Image: (512, 512, N) — multi-band GeoTIFF, band count N and band order chosen per experiment
Label: (512, 512, 1) — uint8, values {0, 1, 255}

Example bands currently in use: NDVI, NIR (from Sentinel-2), RE (Relative Elevation), SR (Shaded Relief) from ArcticDEM. These are examples, not a fixed contract — any multi-band EXTRA raster works (e.g. slope, aspect from ArcticDEM, NDMI, NBR, SAR, GEE satellite embeddings).

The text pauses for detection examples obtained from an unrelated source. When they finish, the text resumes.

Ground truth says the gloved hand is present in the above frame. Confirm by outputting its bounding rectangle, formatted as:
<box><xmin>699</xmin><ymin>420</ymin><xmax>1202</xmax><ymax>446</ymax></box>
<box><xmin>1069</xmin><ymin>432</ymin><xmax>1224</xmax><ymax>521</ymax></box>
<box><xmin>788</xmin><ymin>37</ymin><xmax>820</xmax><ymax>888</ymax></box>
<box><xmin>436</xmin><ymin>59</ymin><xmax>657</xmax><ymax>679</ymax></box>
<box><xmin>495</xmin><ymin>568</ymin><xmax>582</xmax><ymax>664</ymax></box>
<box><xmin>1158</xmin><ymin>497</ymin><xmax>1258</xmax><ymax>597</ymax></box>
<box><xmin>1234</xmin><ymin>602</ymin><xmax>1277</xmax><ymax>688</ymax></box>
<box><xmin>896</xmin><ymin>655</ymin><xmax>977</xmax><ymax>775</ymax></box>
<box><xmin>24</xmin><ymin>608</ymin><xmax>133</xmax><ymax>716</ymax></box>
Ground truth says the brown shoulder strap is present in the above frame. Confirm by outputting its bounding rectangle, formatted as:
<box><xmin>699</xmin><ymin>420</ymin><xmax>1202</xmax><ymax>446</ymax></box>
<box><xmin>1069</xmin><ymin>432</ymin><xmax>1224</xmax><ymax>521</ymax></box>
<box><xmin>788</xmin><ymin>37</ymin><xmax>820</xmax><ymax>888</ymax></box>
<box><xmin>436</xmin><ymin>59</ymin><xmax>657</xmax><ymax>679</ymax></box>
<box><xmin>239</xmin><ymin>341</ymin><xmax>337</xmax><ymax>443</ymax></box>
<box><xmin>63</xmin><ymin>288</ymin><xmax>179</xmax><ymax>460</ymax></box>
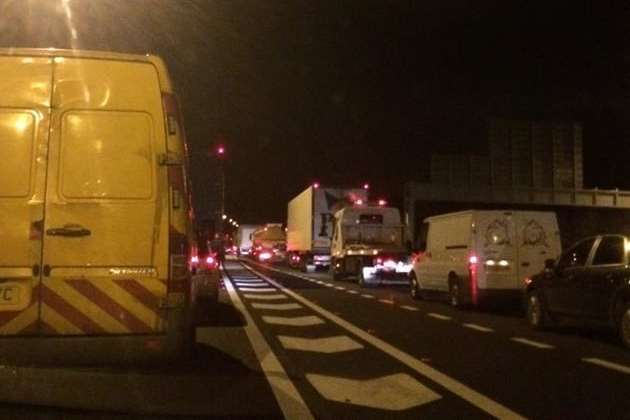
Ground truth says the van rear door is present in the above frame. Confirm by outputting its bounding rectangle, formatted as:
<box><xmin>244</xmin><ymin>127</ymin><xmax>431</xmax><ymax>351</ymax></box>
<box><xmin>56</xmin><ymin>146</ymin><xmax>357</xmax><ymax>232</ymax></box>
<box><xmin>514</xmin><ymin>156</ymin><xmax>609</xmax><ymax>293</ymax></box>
<box><xmin>0</xmin><ymin>56</ymin><xmax>52</xmax><ymax>335</ymax></box>
<box><xmin>515</xmin><ymin>212</ymin><xmax>560</xmax><ymax>288</ymax></box>
<box><xmin>475</xmin><ymin>211</ymin><xmax>518</xmax><ymax>289</ymax></box>
<box><xmin>40</xmin><ymin>57</ymin><xmax>168</xmax><ymax>335</ymax></box>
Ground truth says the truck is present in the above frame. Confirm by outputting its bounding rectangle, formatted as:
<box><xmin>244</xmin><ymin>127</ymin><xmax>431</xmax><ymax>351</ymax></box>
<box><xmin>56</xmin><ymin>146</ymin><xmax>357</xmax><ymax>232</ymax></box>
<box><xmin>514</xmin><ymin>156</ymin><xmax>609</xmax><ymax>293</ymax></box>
<box><xmin>251</xmin><ymin>223</ymin><xmax>287</xmax><ymax>263</ymax></box>
<box><xmin>287</xmin><ymin>184</ymin><xmax>367</xmax><ymax>272</ymax></box>
<box><xmin>330</xmin><ymin>200</ymin><xmax>411</xmax><ymax>287</ymax></box>
<box><xmin>235</xmin><ymin>225</ymin><xmax>260</xmax><ymax>257</ymax></box>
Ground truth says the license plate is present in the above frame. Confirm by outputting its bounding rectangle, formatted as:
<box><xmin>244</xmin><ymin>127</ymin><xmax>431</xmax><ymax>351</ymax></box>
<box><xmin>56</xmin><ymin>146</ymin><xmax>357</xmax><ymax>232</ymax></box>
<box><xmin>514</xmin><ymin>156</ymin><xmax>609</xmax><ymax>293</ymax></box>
<box><xmin>0</xmin><ymin>286</ymin><xmax>20</xmax><ymax>305</ymax></box>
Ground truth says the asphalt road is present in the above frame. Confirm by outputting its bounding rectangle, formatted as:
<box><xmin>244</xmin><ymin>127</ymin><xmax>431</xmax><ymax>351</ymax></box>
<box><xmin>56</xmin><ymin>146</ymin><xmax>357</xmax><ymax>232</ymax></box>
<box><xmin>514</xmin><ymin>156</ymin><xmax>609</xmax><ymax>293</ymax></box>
<box><xmin>0</xmin><ymin>261</ymin><xmax>630</xmax><ymax>419</ymax></box>
<box><xmin>226</xmin><ymin>262</ymin><xmax>630</xmax><ymax>419</ymax></box>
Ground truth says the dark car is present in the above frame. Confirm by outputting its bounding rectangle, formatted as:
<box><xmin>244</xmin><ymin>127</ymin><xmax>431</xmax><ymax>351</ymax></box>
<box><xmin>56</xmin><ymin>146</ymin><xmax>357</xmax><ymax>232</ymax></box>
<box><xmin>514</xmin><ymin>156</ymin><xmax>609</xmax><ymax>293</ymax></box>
<box><xmin>526</xmin><ymin>235</ymin><xmax>630</xmax><ymax>348</ymax></box>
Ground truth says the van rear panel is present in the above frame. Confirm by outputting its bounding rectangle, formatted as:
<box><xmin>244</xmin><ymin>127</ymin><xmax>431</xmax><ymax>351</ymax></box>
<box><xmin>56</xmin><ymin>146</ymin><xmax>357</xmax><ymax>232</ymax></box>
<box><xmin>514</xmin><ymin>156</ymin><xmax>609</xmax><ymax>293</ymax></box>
<box><xmin>0</xmin><ymin>51</ymin><xmax>180</xmax><ymax>342</ymax></box>
<box><xmin>474</xmin><ymin>211</ymin><xmax>560</xmax><ymax>290</ymax></box>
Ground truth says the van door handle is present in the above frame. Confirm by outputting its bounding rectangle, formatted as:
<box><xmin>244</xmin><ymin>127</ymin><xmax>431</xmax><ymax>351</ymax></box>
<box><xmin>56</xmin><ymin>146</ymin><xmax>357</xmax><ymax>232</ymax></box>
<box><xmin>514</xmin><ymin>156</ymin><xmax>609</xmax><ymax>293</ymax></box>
<box><xmin>46</xmin><ymin>223</ymin><xmax>92</xmax><ymax>238</ymax></box>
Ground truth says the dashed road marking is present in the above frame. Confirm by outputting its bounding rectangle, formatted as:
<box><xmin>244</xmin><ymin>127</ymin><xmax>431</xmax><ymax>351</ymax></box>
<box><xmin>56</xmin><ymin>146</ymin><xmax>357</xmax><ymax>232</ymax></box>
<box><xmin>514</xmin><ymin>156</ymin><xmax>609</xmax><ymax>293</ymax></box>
<box><xmin>238</xmin><ymin>287</ymin><xmax>278</xmax><ymax>293</ymax></box>
<box><xmin>582</xmin><ymin>357</ymin><xmax>630</xmax><ymax>375</ymax></box>
<box><xmin>262</xmin><ymin>315</ymin><xmax>324</xmax><ymax>327</ymax></box>
<box><xmin>252</xmin><ymin>302</ymin><xmax>302</xmax><ymax>311</ymax></box>
<box><xmin>278</xmin><ymin>335</ymin><xmax>363</xmax><ymax>354</ymax></box>
<box><xmin>462</xmin><ymin>324</ymin><xmax>494</xmax><ymax>332</ymax></box>
<box><xmin>224</xmin><ymin>270</ymin><xmax>314</xmax><ymax>419</ymax></box>
<box><xmin>306</xmin><ymin>373</ymin><xmax>442</xmax><ymax>411</ymax></box>
<box><xmin>243</xmin><ymin>293</ymin><xmax>287</xmax><ymax>300</ymax></box>
<box><xmin>234</xmin><ymin>282</ymin><xmax>269</xmax><ymax>289</ymax></box>
<box><xmin>510</xmin><ymin>337</ymin><xmax>555</xmax><ymax>350</ymax></box>
<box><xmin>246</xmin><ymin>266</ymin><xmax>524</xmax><ymax>420</ymax></box>
<box><xmin>427</xmin><ymin>312</ymin><xmax>453</xmax><ymax>321</ymax></box>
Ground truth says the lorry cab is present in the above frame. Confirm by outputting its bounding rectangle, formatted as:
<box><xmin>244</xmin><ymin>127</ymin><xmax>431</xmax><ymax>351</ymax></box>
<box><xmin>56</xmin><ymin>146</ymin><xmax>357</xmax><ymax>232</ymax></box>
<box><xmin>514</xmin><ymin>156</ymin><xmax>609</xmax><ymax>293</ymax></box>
<box><xmin>0</xmin><ymin>49</ymin><xmax>192</xmax><ymax>362</ymax></box>
<box><xmin>410</xmin><ymin>210</ymin><xmax>561</xmax><ymax>306</ymax></box>
<box><xmin>330</xmin><ymin>204</ymin><xmax>411</xmax><ymax>286</ymax></box>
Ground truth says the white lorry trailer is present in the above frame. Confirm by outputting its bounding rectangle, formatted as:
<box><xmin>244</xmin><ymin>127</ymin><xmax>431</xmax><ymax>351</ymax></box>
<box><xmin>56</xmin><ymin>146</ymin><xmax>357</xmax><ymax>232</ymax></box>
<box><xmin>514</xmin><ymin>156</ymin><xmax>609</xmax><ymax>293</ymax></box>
<box><xmin>330</xmin><ymin>204</ymin><xmax>411</xmax><ymax>286</ymax></box>
<box><xmin>287</xmin><ymin>184</ymin><xmax>367</xmax><ymax>271</ymax></box>
<box><xmin>236</xmin><ymin>225</ymin><xmax>261</xmax><ymax>256</ymax></box>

Channel selection at training time: Specified in the YAML config (see configs/baseline.yaml §channels) as a list of {name, band} entries. name is an arbitrary label used in normalization_stats.json and logs; band is the 0-indexed position inside the EXTRA GeoTIFF. Example:

channels:
  extra:
    - {name: ndvi, band: 0}
    - {name: nir,  band: 1}
    - {name: re,   band: 2}
    - {name: sr,   band: 3}

Changing the stacked EXTRA set = edit the YAML. No code change. §9 below shows one concrete layout but is not authoritative.

Build order: Generate planet_rgb first for positive and negative samples, then derive EXTRA by extracting auxiliary channels with the planet_rgb extent (footprint).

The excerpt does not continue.